Pemimpin Tertinggi Iran yang baru, Ayatollah Mojtaba Khamenei, mengguncang panggung geopolitik dengan pernyataan tegasnya. Dalam sebuah pesan tertulis yang dibacakan pada peringatan Hari Teluk Persia, Khamenei mendeklarasikan bahwa Amerika Serikat telah mengalami kekalahan telak dalam konfrontasinya dengan Republik Islam. Ia bahkan memprediksi masa depan kawasan Teluk akan bersinar terang tanpa kehadiran AS. Demikian dilaporkan Internationalmedia.co.id – News.
Dalam pesan yang disiarkan televisi pemerintah pada Kamis (30/4/2026), Khamenei secara eksplisit menyatakan, "Hari ini, dua bulan setelah pengerahan militer dan agresi terbesar oleh para pengganggu dunia di kawasan ini, dan kekalahan memalukan Amerika Serikat dalam rencananya, babak baru sedang berlangsung untuk Teluk Persia dan Selat Hormuz." Pernyataan ini menjadi sorotan mengingat kemunculan publik pertamanya sejak dilantik sebagai pemimpin tertinggi pada 9 Maret. Mojtaba Khamenei mengambil alih kepemimpinan setelah serangkaian serangan besar-besaran oleh AS dan Israel pada 28 Februari yang merenggut nyawa ayahnya, Ali Khamenei. Sumber dari New York Times, mengutip pejabat Iran anonim, menyebutkan bahwa Khamenei muda sempat "terluka parah" dalam serangan tersebut, namun tetap "berpikiran tajam."
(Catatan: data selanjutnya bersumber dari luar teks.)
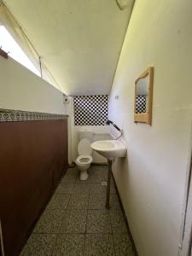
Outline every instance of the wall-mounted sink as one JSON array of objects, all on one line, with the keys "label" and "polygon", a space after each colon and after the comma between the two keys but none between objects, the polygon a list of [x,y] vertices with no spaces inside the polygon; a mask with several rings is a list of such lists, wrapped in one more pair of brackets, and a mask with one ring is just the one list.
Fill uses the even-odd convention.
[{"label": "wall-mounted sink", "polygon": [[126,155],[126,147],[119,141],[97,141],[90,144],[90,148],[108,159],[108,177],[106,196],[106,208],[109,209],[110,184],[112,175],[112,163],[116,157]]},{"label": "wall-mounted sink", "polygon": [[97,141],[91,143],[90,147],[107,159],[125,157],[126,155],[126,147],[124,143],[116,140]]}]

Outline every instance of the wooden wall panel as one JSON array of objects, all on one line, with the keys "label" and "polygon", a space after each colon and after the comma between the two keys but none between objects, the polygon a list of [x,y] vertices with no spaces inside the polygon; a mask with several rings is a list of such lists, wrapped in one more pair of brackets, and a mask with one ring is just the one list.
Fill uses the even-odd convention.
[{"label": "wooden wall panel", "polygon": [[15,256],[67,167],[67,119],[0,123],[0,218]]}]

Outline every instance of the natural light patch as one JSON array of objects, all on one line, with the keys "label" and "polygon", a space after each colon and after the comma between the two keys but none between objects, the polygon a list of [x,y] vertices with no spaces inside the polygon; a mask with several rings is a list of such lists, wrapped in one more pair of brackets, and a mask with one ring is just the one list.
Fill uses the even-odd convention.
[{"label": "natural light patch", "polygon": [[9,52],[9,55],[11,58],[20,62],[21,65],[40,77],[40,73],[26,55],[24,51],[15,42],[14,38],[10,35],[4,26],[0,26],[0,46],[2,46],[2,49],[4,51]]}]

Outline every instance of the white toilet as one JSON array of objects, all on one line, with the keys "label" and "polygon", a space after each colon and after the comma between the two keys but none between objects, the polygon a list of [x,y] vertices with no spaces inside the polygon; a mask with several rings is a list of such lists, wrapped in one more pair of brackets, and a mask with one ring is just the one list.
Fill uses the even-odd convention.
[{"label": "white toilet", "polygon": [[79,157],[77,158],[75,163],[80,171],[80,180],[86,180],[89,177],[87,171],[90,168],[93,160],[91,156],[92,149],[90,146],[92,142],[93,132],[80,131],[79,136]]}]

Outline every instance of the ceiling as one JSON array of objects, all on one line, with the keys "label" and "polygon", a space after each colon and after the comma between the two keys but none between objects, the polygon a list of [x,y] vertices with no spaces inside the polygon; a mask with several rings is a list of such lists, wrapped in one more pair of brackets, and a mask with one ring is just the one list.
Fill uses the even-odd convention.
[{"label": "ceiling", "polygon": [[132,4],[120,10],[115,0],[3,3],[64,93],[109,94]]}]

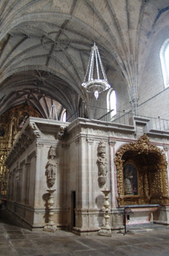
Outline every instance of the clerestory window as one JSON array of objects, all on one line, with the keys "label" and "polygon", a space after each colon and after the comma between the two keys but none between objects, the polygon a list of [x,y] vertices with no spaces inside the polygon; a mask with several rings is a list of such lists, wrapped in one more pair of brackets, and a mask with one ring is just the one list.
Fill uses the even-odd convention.
[{"label": "clerestory window", "polygon": [[161,60],[162,70],[164,78],[165,87],[169,86],[169,38],[163,42],[160,56]]},{"label": "clerestory window", "polygon": [[116,92],[111,89],[109,89],[107,94],[107,109],[108,111],[111,111],[111,118],[117,114],[117,99]]}]

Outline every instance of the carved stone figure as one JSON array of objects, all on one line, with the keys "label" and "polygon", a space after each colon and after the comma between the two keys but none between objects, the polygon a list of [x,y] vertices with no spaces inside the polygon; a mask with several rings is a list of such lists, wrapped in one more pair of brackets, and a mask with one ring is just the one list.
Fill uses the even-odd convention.
[{"label": "carved stone figure", "polygon": [[107,159],[106,157],[106,146],[101,140],[98,147],[98,158],[97,163],[98,165],[98,183],[100,187],[103,187],[106,181],[107,174]]},{"label": "carved stone figure", "polygon": [[50,159],[46,165],[46,175],[50,187],[55,184],[56,172],[58,170],[58,161],[56,159],[56,148],[51,146],[49,151]]},{"label": "carved stone figure", "polygon": [[106,154],[101,154],[101,157],[97,160],[98,163],[98,175],[99,176],[106,176],[107,174],[107,159]]}]

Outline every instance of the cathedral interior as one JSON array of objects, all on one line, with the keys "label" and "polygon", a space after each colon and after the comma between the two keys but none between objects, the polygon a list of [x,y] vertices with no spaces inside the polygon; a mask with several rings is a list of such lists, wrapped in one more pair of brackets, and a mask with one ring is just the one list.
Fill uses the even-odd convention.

Khamenei juga menyoroti kelemahan pangkalan militer AS di wilayah tersebut, menegaskan bahwa fasilitas itu "bahkan tidak memiliki kapasitas untuk memastikan keamanan mereka sendiri, apalagi memberikan harapan untuk mengamankan sekutu mereka." Ia dengan bangga memuji "kerangka hukum dan pengelolaan baru" Iran atas Selat Hormuz yang strategis, sebuah jalur energi vital yang kerap menjadi titik konflik. Menurutnya, langkah ini akan membawa "kenyamanan dan kemajuan" bagi negara-negara di kawasan.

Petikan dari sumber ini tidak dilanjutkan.